Si les salles sont rouvertes depuis quelques mois, le défi demeure imposant. « On est toujours en adaptation, réaction, modification, réflexion, tout le temps», affirme Amélie Cordeau, directrice générale du Rift de Ville-Marie. Au début de l’été, elle a entièrement réorganisé sa programmation d’automne, presque tous les spectacles prévus ayant été annulés ou reportés. Même chose du côté de Mathieu Larochellechef de service du Théâtre des Eskers, à Amos. La situation a cependant permis de mettre de l’avant les artistes régionaux et d’offrir des productions plus nichées, faisant découvrir de nouvelles avenues au public. 

 

S’il s’efforce d’offrir l’accueil le plus chaleureux possible, Mathieu admet que l’ambiance n’est pas la même et que l’expérience client est grandement affectée.

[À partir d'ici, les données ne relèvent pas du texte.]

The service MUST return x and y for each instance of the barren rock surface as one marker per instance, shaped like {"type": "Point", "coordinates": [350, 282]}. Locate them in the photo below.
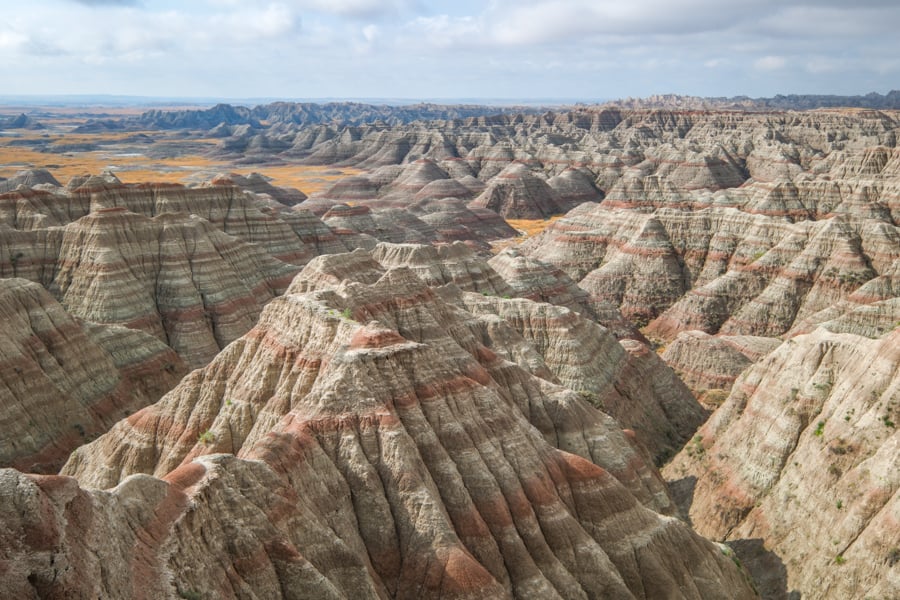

Le théâtre est loin de remplir sa fonction d’espace de socialisation, pourtant majeure.

 

Au Rift, malgré les efforts déployés pour rester présents auprès de la population, Amélie reconnaît que la fermeture prolongée au printemps et la diminution de la fréquentation des salles ont affaibli le lien avec le public et entraîné d’importantes pertes financières. Elle rappelle qu’en faisant vivre la culture au Témiscamingue, le Rift agit comme un acteur essentiel d’attraction et de rétention de la population, il est donc primordial qu’il reste en santé. Elle et les membres de son équipe redoubleront d’efforts pour demeurer très actifs dans les prochains mois.  

 

LE CAS PARTICULIER DE L’AGORA DES ARTS 

 

À l’Agora des Arts de Rouyn-Noranda, aucune programmation officielle n’a été présentée cet automne. Bien que le lieu puisse recevoir des productions, Réal Beauchamp, directeur général et artistique, souligne que très peu de produits culturels circulent présentement. Il s’inquiète par ailleurs pour la survie financière des compagnies de création qu’il accueille habituellement entre ses murs, si la pandémie vient à s’éterniser.  

 

Pour l’institution qui se consacre principalement à la création et à la diffusion de théâtre de niche et pour les jeunes, la pandémie a eu un effet inattendu. Alors qu’on s’apprêtait à lancer de grandes rénovations attendues depuis plusieurs années, le coût des travaux s’est avéré beaucoup plus élevé que prévu en raison des conditions sanitaires à respecter sur les chantiers et du coût accru des matériaux. Il s’agit d’un enjeu de taille puisque les travaux sont urgents et essentiels à la survie de l’établissement: « La bâtisse a 90 ans. On opère dans des conditions très minimalistes [] Présentement, la salle est fonctionnelle, mais pour la survie de l’organisme, il faut que ça devienne une véritable salle. » 

 

Pour parvenir à concrétiser le projet, M. Beauchamp a demandé une majoration de la subvention offerte par le gouvernement provincial, qu’il a obtenue. La même démarche est en cours auprès du gouvernement fédéral, mais la réponse tarde à arriver. Malgré tout, M. Beauchamp reste confiant. Selon lui, l’absence de réponse de la part du fédéral n’est pas représentative d’un manque de volonté pour soutenir le projet, mais seulement de contraintes financières qui devraient se résorber en 2021. De plus, le soutien de la population s’est fait ressentir alors que 700personnes ont signé une pétition en appui à l’Agora des Arts et que 75 organismes ont signé des lettres de soutien.  

 

PLACE À 2021 

 

Alors qu’Amélie, Réal et Mathieu planchent sur leur programmation de 2021, les défis demeurent importants. Par exemple, avec les jauges réduites, il est difficile de faire venir des artistes d’envergure, ceux-ci préférant attendre de se produire dans des salles pleines.

 

Malgré tout, chacun prévoit une offre complète. Au Rift, Amélie souligne le retour de la Biennale internationale d’art miniature, alors qu’à l’Agora des Arts, Réal perçoit un intérêt des milieux scolaires pour assister à des spectacles jeunesse. Mathieu attend impatiemment l’automne 2021, espérant que les jauges lui permettront alors la mise en place une programmation aussi festive qu’il l’imagine. D’ici là, Amélie invite la population régionale à profiter de l’accès aux salles de spectacles qui représentent des lieux très sécuritaires dans les circonstances.